Preformance in job contaning Column Import stage

evee1 · Post by **evee1** » Thu Sep 01, 2011 10:51 pm

I'm testing the performance of our system processing very large file (400 millim records) using some very simple jobs.
Here are two examples of my test jobs:
Job 1
Fileset ---> Copy

Job 2
Fileset ---> Column Import ---> Copy

The processing time increased from 10 mins for Job 1 to 25 mins for job 2.
Column Import stage splits one field DATA (varchar 2000) into 7 fields following the given schema file. I tried with the explicit column definition and it takes nearly the same amount of time.
I have turned on partitioning on the input link of the CI stage (Hash on DATA column), and it helped to reduce processing time to 15 mins.
I wonder what I can do to reduce this time even further.
I am using 16 nodes config file.
Am I correct in assuming the Column Import works in parallel? If not, how can I make it so?

Here is the job score:

Code: Select all

main_program: This step has 1 dataset:
ds0: {op0[16p] (parallel fs_DataIn)
 eAny=>eCollectAny
 op1[16p] (parallel APT_CombinedOperatorController:ci_Data)}
It has 2 operators:
op0[16p] {(parallel fs_DataIn)
 on nodes (
 node1[op0,p0] node2[op0,p1] node3[op0,p2] node4[op0,p3] node5[op0,p4] node6[op0,p5]
 node7[op0,p6] node8[op0,p7] node9[op0,p8] node10[op0,p9] node11[op0,p10] node12[op0,p11]
 node13[op0,p12] node14[op0,p13] node15[op0,p14] node16[op0,p15]
 )}
op1[16p] {(parallel APT_CombinedOperatorController:
 (ci_Data)
 (Copy_188)
 ) on nodes (
 node1[op1,p0] node2[op1,p1] node3[op1,p2] node4[op1,p3] node5[op1,p4] node6[op1,p5]
 node7[op1,p6] node8[op1,p7] node9[op1,p8] node10[op1,p9] node11[op1,p10] node12[op1,p11]
 node13[op1,p12] node14[op1,p13] node15[op1,p14] node16[op1,p15]
 )}
It runs 32 processes on 16 nodes.

Thanks.

ray.wurlod · Post by **ray.wurlod** » Thu Sep 01, 2011 10:58 pm

You don't have to assume anything. The score tells you that the op1 operator (the Column Input stage - which is combined in the same process as the Copy operator (the Copy stage)) - executes in parallel.

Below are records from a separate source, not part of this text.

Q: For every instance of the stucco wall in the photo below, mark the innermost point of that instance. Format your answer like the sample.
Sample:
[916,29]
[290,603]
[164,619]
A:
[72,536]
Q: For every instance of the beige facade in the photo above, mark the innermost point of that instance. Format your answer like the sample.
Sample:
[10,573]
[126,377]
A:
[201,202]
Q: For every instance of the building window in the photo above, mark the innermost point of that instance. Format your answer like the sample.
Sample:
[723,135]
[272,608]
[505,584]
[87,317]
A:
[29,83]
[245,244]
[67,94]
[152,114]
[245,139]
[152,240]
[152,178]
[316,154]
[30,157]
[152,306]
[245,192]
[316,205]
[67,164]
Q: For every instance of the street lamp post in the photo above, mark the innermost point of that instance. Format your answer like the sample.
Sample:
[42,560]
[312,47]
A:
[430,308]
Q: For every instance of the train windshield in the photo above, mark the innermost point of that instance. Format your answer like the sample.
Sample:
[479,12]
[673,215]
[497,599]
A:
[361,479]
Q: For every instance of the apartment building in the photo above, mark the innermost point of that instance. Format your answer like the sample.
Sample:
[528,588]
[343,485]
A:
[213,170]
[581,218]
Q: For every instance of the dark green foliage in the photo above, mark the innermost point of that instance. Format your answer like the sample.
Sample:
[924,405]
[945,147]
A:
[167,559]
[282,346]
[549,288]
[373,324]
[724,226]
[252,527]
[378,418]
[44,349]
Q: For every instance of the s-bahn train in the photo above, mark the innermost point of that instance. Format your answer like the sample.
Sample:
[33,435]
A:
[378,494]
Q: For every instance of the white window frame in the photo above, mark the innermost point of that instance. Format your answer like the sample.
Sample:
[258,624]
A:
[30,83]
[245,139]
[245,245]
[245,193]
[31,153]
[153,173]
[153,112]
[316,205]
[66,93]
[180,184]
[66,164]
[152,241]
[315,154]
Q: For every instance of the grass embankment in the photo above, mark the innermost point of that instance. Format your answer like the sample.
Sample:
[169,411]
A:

Check the monitor to determine CPU consumption. Though I doubt that a Copy stage acting as a sink will consume much CPU.

It might be interesting to compare the performance of Column Import with that of a Transformer stage doing exactly the same parsing and nothing else.

evee1 · Post by **evee1** » Thu Sep 01, 2011 11:28 pm

My "assumption" was based on my lack of knowledge how to interpret the score. I was suspecting that it runs in parallel, but needed some confirmation

. Thanks.

I might test the parsing method as well, but probably not until Monday.